Speaker
Description
The detection of gravitational wave (GW) signals from merging stellar compact binary objects by aLIGO starts a new era of gravitational wave astronomy. The cosmic stellar compact binaries in their inspiral-merger-ringdown stages radiate GWs in the low-, middle- and high-frequency ($10^{-3}$-$10^{-1}$-$1000$ Hz) bands and produce a stochastic GW background (GWB), which is an important scientific target for the low-frequency (e.g. LISA/Taiji/TianQin) and high-frequency (e.g. aLIGO/Virgo/KAGRA/ET/CE) GW detectors. The multiband observations of the compact binaries provide us more information about their intrinsic physical properties and extrinsic configuration parameters compared to single-band observations. We investigate the effect on the GWB from the eccentric stellar compact binaries originated from different formation channels and the prospects of multiband observations by combining the low-, middle-, and high-frequency observations all together.
We estimate the GWB from both dynamically formed BBHs in dense stellar environment and those BBHs formed from the evolution of massive binary stars (EMBS) channel in the field, and the binary neutron stars originated from the EMBS channel. We find that the eccentric stellar compact binaries may influence the shape of GWB energy density spectrum at the low-frequency band. The eccentric stellar compact binaries form a double power law GWB, which is different from the one with canonical power index $2/3$ predicated from circular ones. The model with large fraction of highly eccentric dynamically formed BBHs predicates the GWB with large deviation from $2/3$ at the low-frequency band. We also predict that LISA, Taiji, and TianQin may detect the GWB with signal-to-noise ratio ($\rho$) $\geq 274$, $255$, and $21$ under $5$ years observations.
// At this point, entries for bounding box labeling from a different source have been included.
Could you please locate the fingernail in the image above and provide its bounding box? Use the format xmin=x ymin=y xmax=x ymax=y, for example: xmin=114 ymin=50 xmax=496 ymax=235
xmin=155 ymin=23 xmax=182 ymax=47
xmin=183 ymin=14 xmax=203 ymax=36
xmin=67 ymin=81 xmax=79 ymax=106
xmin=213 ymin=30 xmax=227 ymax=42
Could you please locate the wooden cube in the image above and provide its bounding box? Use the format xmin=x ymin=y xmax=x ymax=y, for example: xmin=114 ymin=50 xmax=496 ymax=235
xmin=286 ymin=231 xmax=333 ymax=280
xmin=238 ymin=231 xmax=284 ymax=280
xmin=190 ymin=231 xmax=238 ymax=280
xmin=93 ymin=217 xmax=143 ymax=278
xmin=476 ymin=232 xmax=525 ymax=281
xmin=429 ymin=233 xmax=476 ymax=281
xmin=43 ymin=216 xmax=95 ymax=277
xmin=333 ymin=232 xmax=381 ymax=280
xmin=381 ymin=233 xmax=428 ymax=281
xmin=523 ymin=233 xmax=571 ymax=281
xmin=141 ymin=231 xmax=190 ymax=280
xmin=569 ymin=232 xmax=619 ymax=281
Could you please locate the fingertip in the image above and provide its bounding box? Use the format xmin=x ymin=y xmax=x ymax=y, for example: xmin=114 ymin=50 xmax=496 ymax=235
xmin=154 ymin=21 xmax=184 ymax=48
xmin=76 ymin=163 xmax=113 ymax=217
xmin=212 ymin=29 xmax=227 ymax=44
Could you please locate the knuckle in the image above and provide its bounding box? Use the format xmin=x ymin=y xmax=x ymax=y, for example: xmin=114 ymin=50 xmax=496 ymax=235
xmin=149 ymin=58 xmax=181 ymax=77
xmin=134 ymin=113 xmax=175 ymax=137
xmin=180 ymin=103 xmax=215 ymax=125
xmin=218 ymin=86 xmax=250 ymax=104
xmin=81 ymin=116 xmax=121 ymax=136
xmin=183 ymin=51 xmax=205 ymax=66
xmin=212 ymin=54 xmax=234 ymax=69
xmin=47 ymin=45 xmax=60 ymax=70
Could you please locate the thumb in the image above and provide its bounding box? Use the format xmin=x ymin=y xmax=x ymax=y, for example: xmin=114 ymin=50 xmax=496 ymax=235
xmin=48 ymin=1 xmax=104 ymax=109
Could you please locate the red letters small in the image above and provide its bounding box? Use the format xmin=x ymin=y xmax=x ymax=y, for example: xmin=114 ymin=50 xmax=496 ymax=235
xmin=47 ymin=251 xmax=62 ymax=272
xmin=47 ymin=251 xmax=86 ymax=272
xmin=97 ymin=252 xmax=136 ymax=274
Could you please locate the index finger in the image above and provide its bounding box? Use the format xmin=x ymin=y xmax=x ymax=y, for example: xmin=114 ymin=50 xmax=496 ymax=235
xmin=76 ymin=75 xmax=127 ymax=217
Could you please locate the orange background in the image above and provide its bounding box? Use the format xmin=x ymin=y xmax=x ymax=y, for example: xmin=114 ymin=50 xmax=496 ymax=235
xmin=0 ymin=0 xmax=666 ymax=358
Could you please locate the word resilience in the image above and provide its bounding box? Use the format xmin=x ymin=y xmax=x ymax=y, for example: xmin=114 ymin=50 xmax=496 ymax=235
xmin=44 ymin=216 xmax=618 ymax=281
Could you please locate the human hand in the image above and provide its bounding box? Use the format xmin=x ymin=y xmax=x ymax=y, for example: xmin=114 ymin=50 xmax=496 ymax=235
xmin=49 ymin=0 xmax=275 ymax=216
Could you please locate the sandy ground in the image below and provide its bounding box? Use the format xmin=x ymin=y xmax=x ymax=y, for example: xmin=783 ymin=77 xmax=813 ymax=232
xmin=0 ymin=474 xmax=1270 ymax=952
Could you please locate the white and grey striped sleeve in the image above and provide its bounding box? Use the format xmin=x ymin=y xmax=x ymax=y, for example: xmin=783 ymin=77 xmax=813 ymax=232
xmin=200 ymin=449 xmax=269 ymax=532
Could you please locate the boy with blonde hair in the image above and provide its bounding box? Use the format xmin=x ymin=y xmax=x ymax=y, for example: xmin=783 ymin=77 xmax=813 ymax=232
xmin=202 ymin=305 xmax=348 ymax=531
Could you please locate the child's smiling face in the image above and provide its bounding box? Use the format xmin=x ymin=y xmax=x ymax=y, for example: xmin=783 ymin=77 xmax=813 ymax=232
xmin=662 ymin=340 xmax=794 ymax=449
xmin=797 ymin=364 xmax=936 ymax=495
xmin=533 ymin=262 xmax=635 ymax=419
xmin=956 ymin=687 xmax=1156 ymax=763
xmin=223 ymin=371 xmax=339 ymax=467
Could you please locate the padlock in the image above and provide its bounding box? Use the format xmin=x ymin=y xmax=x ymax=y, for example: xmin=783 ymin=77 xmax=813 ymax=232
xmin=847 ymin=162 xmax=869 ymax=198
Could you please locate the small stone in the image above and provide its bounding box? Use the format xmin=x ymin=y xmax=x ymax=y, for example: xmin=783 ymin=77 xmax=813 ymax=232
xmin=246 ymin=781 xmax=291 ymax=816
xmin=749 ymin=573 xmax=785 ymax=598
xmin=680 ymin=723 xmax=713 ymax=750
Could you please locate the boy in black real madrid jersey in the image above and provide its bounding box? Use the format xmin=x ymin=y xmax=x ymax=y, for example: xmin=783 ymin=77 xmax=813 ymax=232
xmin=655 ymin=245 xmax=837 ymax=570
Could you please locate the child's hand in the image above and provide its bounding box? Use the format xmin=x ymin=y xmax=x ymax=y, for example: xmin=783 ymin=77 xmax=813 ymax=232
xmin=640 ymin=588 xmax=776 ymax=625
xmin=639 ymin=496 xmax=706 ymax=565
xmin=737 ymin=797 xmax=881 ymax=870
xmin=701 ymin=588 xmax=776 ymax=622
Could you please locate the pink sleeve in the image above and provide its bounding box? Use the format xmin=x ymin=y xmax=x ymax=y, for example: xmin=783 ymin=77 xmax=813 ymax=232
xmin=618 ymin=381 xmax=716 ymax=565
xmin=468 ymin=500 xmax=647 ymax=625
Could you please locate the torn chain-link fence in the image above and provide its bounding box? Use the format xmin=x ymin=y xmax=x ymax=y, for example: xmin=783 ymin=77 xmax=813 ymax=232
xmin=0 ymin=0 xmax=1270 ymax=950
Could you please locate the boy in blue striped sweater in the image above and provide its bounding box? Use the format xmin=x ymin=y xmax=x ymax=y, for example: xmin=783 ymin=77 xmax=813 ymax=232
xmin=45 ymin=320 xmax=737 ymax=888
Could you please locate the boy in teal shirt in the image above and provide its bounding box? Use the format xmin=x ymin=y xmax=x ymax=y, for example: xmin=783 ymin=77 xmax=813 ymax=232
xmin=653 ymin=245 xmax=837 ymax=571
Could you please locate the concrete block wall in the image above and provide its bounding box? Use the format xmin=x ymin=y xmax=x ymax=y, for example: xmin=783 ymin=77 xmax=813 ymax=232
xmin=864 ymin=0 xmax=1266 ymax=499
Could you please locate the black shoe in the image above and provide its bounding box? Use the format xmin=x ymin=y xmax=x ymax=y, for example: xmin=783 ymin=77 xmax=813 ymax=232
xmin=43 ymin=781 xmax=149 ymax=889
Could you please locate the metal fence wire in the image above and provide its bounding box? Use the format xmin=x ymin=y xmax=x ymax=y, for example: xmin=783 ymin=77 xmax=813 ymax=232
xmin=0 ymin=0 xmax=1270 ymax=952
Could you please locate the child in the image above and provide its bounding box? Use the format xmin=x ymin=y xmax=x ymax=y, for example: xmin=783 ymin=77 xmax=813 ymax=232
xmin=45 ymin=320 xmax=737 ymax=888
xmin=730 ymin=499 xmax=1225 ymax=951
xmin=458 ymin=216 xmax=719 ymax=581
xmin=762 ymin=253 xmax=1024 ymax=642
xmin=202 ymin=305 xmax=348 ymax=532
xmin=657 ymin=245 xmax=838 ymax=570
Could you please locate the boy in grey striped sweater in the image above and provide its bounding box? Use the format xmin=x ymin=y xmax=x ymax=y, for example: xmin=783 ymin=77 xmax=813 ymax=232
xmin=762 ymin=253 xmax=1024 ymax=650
Besides, we estimate the detectability and parameter estimation accuracy of BBHs in low-frequency band, middle-frequency band, and multiband observations. Combing the low-frequency (LISA-Taiji network, i.e., LT) and middle- frequency (AMIGO) band observations, LT-AMIGO will detect $5−33$ multiband BBHs, which are BBHs with $\rho \geq 5$ in both LT and AMIGO bands. The multiband observations will improve the estimation of localization and other parameter measurement precision for multiband BBHs. For example, compared with LT/AMIGO/ET-CE, LT- AMIGO-ET-CE may improve the localization by a factor ∼ $10^5$/$10^6$/$10^2$ and the redshifted chirp mass mea- surement precision by a factor ∼ $100$/$15$/$4$. The high precision of localizations and luminosity distance measurements for some BBHs via the LT-AMIGO-ET-CE multiband observations may help to identify their host galaxies directly from GW observations.